Aside from being incorrect, this serves as a brilliant decoy. So long as women are being told and believing that they’re paid less because they didn’t ask for more, management are off the hook. Why would a company take action when they can simply peddle the line that it’s a mess of women’s own making? They wouldn’t and most don’t.
Game. Set. Match.
As prolific as the argument that women just need to ask for more is, it’s false. Hannah Riley-Bowes, a senior lecturer at Harvard’s Kennedy School of Government and the director of the Women and Power program, says women are far less likely to negotiate more money than men are, but it doesn’t explain the pay gap.

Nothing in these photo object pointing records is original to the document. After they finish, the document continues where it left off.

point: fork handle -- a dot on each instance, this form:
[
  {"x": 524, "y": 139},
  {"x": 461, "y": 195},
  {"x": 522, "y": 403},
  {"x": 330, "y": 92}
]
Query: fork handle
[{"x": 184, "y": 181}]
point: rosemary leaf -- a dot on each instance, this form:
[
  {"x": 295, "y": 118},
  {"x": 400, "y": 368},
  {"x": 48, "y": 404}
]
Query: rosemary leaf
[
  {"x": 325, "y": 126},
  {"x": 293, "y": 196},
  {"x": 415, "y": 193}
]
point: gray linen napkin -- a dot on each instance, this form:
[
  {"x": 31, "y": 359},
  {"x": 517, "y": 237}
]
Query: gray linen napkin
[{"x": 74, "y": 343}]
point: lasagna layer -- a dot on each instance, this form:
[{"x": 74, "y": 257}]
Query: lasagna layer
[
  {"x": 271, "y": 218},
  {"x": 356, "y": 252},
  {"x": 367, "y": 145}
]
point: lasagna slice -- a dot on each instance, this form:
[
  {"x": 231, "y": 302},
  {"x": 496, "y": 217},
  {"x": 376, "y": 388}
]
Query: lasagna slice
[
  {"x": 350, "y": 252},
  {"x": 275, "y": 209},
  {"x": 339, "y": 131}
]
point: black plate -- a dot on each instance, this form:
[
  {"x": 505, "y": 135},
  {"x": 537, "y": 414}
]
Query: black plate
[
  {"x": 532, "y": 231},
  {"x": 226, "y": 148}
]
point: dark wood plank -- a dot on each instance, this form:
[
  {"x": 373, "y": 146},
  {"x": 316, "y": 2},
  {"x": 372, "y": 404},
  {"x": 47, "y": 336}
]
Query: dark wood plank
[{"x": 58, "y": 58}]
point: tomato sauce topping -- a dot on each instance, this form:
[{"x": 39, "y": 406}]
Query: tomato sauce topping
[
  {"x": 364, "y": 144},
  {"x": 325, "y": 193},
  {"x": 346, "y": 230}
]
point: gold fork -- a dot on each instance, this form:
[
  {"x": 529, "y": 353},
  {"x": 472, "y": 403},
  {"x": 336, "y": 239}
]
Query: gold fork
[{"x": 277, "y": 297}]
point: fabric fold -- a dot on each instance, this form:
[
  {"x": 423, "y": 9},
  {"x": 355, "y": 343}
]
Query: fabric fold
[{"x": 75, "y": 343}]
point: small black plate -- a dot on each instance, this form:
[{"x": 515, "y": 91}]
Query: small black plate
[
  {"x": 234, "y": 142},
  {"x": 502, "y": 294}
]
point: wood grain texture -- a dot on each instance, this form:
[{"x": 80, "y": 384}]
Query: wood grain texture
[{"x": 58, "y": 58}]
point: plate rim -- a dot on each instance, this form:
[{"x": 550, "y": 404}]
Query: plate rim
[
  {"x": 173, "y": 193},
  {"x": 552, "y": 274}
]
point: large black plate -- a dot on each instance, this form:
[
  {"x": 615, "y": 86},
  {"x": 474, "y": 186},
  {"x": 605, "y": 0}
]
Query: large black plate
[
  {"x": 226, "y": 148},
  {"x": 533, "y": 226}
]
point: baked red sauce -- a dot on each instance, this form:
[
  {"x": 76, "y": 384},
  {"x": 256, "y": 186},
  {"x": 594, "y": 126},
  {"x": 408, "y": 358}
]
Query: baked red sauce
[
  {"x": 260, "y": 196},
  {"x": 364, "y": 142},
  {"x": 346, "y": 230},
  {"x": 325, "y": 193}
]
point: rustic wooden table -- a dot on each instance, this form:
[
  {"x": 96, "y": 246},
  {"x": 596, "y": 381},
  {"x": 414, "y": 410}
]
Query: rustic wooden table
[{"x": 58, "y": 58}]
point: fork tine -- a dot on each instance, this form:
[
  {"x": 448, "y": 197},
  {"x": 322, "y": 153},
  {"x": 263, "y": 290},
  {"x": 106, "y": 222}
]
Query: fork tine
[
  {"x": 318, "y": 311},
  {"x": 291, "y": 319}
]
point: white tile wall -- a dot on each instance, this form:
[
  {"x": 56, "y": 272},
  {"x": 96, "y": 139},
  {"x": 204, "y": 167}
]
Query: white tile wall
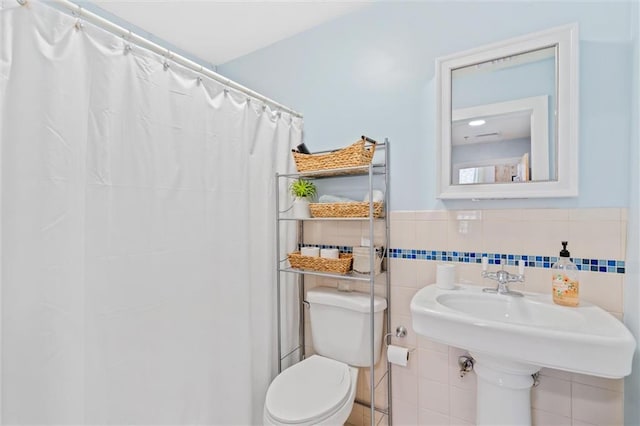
[{"x": 429, "y": 391}]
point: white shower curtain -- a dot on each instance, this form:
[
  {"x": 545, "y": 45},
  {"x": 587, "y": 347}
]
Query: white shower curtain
[{"x": 137, "y": 231}]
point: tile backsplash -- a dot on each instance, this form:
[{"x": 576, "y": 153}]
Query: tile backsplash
[{"x": 429, "y": 390}]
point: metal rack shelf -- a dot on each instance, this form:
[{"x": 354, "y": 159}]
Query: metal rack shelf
[
  {"x": 351, "y": 276},
  {"x": 361, "y": 172},
  {"x": 334, "y": 219}
]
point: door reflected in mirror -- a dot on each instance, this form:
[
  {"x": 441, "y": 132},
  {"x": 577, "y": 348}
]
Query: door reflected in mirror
[
  {"x": 508, "y": 120},
  {"x": 489, "y": 124}
]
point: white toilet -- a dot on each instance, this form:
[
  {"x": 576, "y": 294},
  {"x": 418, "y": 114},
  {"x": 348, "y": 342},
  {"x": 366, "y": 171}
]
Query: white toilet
[{"x": 321, "y": 389}]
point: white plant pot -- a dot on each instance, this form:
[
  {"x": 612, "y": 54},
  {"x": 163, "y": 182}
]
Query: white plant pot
[{"x": 300, "y": 209}]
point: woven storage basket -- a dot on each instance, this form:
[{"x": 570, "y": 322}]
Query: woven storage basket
[
  {"x": 339, "y": 266},
  {"x": 354, "y": 155},
  {"x": 344, "y": 209}
]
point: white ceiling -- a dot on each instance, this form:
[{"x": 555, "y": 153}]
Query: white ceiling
[{"x": 219, "y": 31}]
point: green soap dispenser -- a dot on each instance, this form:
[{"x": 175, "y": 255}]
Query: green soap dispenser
[{"x": 564, "y": 280}]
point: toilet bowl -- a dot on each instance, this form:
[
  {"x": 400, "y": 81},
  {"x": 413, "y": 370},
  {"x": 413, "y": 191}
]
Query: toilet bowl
[
  {"x": 321, "y": 389},
  {"x": 316, "y": 391}
]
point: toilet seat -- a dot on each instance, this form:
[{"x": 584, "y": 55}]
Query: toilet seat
[{"x": 310, "y": 391}]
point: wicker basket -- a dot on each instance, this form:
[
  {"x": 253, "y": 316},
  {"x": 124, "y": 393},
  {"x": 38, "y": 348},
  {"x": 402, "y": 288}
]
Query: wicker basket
[
  {"x": 354, "y": 155},
  {"x": 338, "y": 266},
  {"x": 354, "y": 209}
]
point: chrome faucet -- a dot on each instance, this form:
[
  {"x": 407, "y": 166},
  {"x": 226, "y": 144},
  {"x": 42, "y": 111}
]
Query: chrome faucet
[{"x": 503, "y": 278}]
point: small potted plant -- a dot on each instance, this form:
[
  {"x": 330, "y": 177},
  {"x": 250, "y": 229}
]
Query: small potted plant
[{"x": 303, "y": 190}]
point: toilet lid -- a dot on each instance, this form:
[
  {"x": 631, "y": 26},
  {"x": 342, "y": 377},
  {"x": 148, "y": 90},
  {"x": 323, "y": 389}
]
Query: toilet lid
[{"x": 314, "y": 388}]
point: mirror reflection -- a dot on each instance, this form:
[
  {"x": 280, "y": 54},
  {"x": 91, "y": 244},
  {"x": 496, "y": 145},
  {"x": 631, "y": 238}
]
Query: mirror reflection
[{"x": 503, "y": 119}]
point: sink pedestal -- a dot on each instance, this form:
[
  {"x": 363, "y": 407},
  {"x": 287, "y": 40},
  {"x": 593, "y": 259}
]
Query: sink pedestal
[{"x": 503, "y": 391}]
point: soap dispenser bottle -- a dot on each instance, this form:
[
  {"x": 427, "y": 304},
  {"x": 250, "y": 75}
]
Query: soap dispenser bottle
[{"x": 565, "y": 280}]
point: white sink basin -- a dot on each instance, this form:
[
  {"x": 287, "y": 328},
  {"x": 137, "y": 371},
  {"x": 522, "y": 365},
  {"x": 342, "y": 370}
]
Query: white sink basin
[{"x": 531, "y": 330}]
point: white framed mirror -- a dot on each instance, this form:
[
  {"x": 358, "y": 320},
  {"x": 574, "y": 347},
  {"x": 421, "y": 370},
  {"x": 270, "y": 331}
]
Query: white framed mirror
[{"x": 508, "y": 118}]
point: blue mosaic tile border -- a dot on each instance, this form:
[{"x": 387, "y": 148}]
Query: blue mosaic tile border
[{"x": 594, "y": 265}]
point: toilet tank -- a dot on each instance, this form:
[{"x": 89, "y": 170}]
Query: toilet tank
[{"x": 341, "y": 325}]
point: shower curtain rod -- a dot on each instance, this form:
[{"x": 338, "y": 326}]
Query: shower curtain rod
[{"x": 127, "y": 35}]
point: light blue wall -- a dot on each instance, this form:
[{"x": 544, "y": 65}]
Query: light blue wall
[{"x": 372, "y": 72}]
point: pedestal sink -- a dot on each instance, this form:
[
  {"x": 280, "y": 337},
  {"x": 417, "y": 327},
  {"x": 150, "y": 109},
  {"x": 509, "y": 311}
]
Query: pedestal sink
[{"x": 511, "y": 338}]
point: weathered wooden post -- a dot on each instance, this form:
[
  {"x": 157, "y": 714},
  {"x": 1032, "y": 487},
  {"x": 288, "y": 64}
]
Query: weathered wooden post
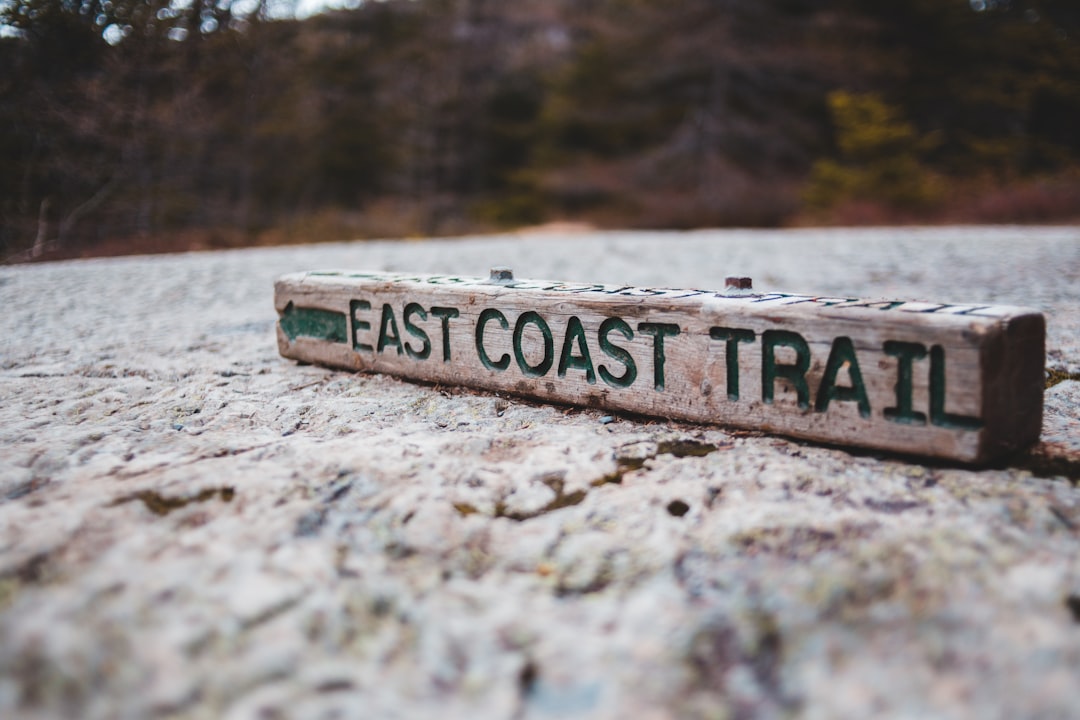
[{"x": 961, "y": 382}]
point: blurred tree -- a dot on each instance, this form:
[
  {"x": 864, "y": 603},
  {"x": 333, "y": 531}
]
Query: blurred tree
[{"x": 879, "y": 157}]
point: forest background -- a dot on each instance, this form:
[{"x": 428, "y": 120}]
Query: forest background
[{"x": 143, "y": 125}]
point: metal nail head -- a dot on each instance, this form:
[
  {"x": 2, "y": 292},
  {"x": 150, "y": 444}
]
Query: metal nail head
[{"x": 501, "y": 274}]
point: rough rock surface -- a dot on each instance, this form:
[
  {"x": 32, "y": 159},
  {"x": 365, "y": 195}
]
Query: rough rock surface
[{"x": 192, "y": 527}]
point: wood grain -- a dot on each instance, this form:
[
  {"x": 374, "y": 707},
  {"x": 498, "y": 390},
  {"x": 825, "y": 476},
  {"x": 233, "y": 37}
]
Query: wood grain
[{"x": 958, "y": 382}]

“Researchers have examined the why and the answer has more to do with how women are treated when they negotiate than it has to do with their general confidence or skills at negotiation,” Riley-Bowes writes.
Studies from Harvard Business Review & Carnegie Melon show that women who do ask for more money are punished for it. They get demoted. They’re sidelined. They lose their jobs.
It’s called a “gender blowback” or “backlash” and is essentially a penalty for acting outside the scope of expectations.
Lots of women, Jennifer Lawrence included, are reluctant to push on the issue of pay for fear of seeming difficult or pushy. Their fears are absolutely spot on.
As Riley-Bowes writes:
“The results of this research are important to understand before one criticizes a woman — or a woman criticizes herself — for being reluctant to negotiate for more pay. Their reticence is based on an accurate read of the social environment. Women get a nervous feeling about negotiating for higher pay because they are intuiting — correctly — that self-advocating for higher pay would present a socially difficult situation for them — more so than for men.”
The truth is women are damned if they do and damned if they don’t when it comes to negotiating pay.
As she pointed out, Jennifer Lawrence is obviously in a unique position: she’s earning millions of dollars and doesn’t need any more money. But when she said she’s not particularly relatable she couldn’t be further from the truth. Her experience — if not the zeros at the end of her paycheques — is entirely relatable.